Sigmund Freud o de porqué no me gusta la jota

Siempre me ha tenido intrigado el porqué de mi profunda aversión hacia la jota en todas sus variantes –ya sea cantada, bailada, o interpretada por rondalla-. Sé por mis sentimientos que no se trata de algo estrictamente musical; hay otros muchos géneros que no son de mi agrado y que no me generan reacción alguna. Sin embargo, cada vez que uno de esos baturros agarra con saña una cuerda de guitarra como si quisiera arrancarla de cuajo, o cuando los bailarines pegan esos brincos en los que golpean entre sí sus alpargatas para finalmente caer al suelo con estruendo, un escalofrío me recorre de arriba abajo, y un súbito deseo de aniquilar hace que toda la sangre de mi cuerpo se me acumule en las sienes durante algunos segundos.
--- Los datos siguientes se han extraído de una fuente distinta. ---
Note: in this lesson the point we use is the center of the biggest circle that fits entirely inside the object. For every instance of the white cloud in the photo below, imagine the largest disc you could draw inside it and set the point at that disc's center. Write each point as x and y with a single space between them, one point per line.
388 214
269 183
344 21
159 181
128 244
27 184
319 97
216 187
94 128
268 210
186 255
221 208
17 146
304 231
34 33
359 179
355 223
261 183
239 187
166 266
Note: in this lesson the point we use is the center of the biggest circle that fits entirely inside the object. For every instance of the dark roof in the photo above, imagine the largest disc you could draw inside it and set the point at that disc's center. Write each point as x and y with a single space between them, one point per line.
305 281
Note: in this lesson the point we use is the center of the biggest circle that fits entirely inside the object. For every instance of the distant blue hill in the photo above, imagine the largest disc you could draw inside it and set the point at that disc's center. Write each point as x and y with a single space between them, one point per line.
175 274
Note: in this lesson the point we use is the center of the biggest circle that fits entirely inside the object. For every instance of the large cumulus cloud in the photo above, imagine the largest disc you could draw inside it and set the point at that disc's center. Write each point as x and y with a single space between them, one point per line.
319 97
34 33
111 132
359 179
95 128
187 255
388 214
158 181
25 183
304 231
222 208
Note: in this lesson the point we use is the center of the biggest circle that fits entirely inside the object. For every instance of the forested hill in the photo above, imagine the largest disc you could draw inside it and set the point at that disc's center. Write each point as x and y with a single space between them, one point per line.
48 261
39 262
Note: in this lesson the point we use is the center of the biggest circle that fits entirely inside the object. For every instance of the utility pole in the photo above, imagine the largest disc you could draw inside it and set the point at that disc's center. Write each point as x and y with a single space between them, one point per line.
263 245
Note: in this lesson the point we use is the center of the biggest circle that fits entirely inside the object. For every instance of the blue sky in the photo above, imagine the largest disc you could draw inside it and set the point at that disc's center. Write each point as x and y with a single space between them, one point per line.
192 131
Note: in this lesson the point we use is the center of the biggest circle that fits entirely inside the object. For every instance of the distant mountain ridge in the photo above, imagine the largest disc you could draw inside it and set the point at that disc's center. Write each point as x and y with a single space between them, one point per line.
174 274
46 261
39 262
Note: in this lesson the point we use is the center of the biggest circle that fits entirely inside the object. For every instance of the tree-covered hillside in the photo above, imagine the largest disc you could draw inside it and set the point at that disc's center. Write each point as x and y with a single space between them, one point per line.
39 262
Tras años de reflexión en torno a este asunto, y de infructuosos análisis de los diferentes estilos y grupos de joteros -por mi trabajo he tenido numerosas oportunidades para ello, llegando a escuchar en directo “Los Sitios de Zaragoza” hasta tres veces al día durante diez días consecutivos al año-, llegué a la conclusión de que tendría que haber una causa más profunda. Así que, dejando a un lado los factores intrínsecos del género, me centré en mi relación con el mismo, desde la infancia. Y, finalmente, ya lo he descubierto: ahí estaba el quid de la cuestión.

Tendría yo cinco o seis años cuando tuvo lugar el desgraciado incidente que, digo yo, ha debido marcar mi relación con el recio folklore aragonés de por vida. Un bonito domingo por la mañana, mi padre, mi pelota y yo nos fuimos al Parque Grande, a dar un paseo y jugar un rato. Ese mismo bonito domingo, en el Paseo de los Bearneses, junto al recién inaugurado bodriomonumento a Paco Martínez Soria, tenía lugar una entrega de premios (reproducciones del busto del insigne actor) a destacados aragoneses.
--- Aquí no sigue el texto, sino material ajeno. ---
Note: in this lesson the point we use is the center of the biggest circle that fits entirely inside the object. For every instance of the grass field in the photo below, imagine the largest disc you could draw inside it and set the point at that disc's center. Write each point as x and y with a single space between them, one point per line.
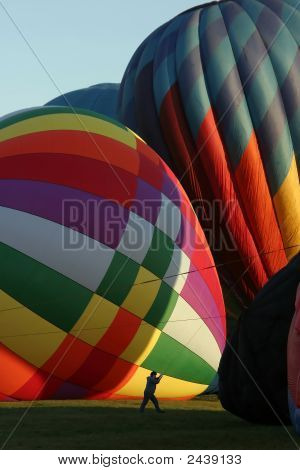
197 424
Nosotros llegamos cuando se lo daban a la sin par Conchita Carrillo. Mi metro de altura y yo perseguíamos el balón soñando con ser algún día Juan Señor cuando Conchita, toda briosa, bajaba del escenario por la rampa blandiendo su flamante galardón.

Del encuentro entre la parte superior de mi metro de altura (véase mi cabeza) y el brío de la Carrillo, concentrado en la mano en la que portaba el trofeo, surgió una considerable brecha en mi frente que sangró abundantemente, una breve disculpa farfullada por parte de la periodista y una bronca de mi padre a la susodicha -no le metió una hostia por casualidad-. Evidentemente, en ese momento yo no conocía el profundo vínculo de Doña Conchita con la jota; sin embargo con el paso del tiempo lo fui sabiendo, y algo en mi cabeza -qué ironía- relaciona desde entonces sin transición a Paco Martínez Soria, la Jota, Doña Conchita Carrillo y la Violencia en el Deporte.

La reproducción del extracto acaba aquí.